IOM has helped 39 Ethiopian migrants stranded in Zambia en route to South Africa to return home. The migrants included 24 adults and 15 unaccompanied minors, who were intercepted by the Zambian authorities and gaoled for illegal entry.
The migrants were promised an easy journey and well-paid jobs in South Africa by their smugglers. “I left Ethiopia to go to South Africa in the hope of getting a good job that paid well to send money to my family back home,” said Bahiru* (*name changed).
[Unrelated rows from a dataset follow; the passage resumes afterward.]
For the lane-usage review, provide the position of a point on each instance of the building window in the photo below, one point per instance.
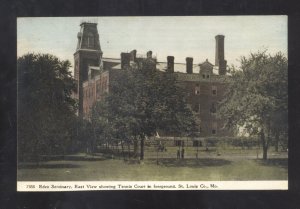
(197, 89)
(214, 90)
(213, 108)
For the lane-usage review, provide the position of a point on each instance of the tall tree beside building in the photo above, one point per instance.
(144, 100)
(46, 109)
(257, 97)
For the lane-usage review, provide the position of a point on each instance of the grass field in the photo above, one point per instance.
(208, 166)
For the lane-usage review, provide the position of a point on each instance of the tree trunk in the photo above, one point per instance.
(276, 141)
(122, 146)
(142, 147)
(128, 150)
(135, 147)
(265, 152)
(264, 145)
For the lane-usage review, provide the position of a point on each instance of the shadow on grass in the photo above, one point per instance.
(48, 166)
(193, 163)
(277, 162)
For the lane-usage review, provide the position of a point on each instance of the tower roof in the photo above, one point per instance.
(88, 37)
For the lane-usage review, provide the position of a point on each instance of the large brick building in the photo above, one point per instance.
(204, 83)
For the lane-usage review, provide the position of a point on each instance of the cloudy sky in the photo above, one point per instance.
(189, 36)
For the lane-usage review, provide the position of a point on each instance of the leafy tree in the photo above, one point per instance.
(257, 97)
(143, 100)
(46, 109)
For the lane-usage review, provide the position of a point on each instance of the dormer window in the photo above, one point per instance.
(197, 89)
(214, 90)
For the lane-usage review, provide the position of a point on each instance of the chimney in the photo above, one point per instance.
(170, 65)
(220, 61)
(149, 54)
(133, 55)
(125, 60)
(189, 65)
(219, 49)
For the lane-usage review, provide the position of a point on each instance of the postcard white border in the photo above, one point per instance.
(54, 186)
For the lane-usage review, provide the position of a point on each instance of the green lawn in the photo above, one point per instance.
(207, 167)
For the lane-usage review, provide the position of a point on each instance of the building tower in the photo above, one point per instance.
(220, 61)
(88, 53)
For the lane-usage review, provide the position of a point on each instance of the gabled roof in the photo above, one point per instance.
(206, 62)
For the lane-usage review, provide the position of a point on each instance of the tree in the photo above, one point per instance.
(46, 109)
(257, 97)
(143, 100)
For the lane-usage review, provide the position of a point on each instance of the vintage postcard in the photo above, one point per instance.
(152, 103)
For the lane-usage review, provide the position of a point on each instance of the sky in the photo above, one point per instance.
(181, 37)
The journey was in fact a nightmare. “We were placed in containers so tightly packed we could barely breathe. We were beaten with sticks and belts. We saw the smugglers bribe the border patrols and that’s how we were able to cross countries until we were caught in Zambia,” said Dereje.*
The conditions in Zambian gaol were little better. “The prison cells were congested and squalid and insults were thrown at us constantly,” he added, promising to warn others in his home town when he eventually got home to Ethiopia.
On arrival in Addis Ababa, the adult returnees were provided with temporary accommodation, medical support, reinsertion allowance and onward transportation to their respective hometowns.
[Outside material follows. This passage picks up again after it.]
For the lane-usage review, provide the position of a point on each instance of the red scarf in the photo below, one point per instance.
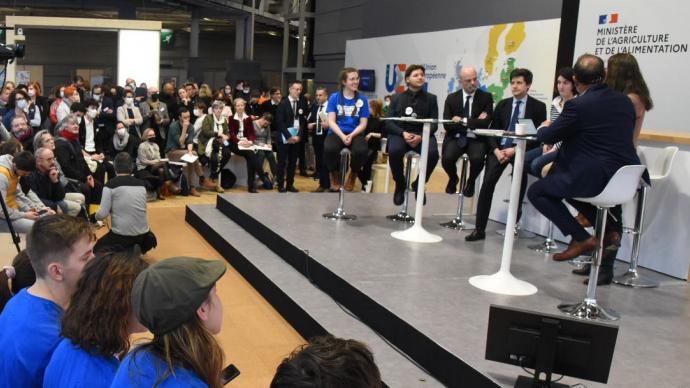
(69, 135)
The 15 unaccompanied minors are currently being accommodated at the IOM Transit Center in Addis Ababa awaiting family tracing and reunification support, which will be jointly carried out by the Ministry of Women and Children Affairs of Ethiopia and UNICEF.
IOM worked with the Governments of Zambia and Ethiopia to facilitate the return of the migrants.
“Since the beginning of 2016 we have helped over 1,700 Ethiopians to safely return home. We hope to continue our operation to provide safe return support to additional 1,000 Ethiopians from Yemen within the coming weeks,” said Fumiko Nagano, IOM Ethiopia’s Migration Management Programme Coordinator in Addis Ababa.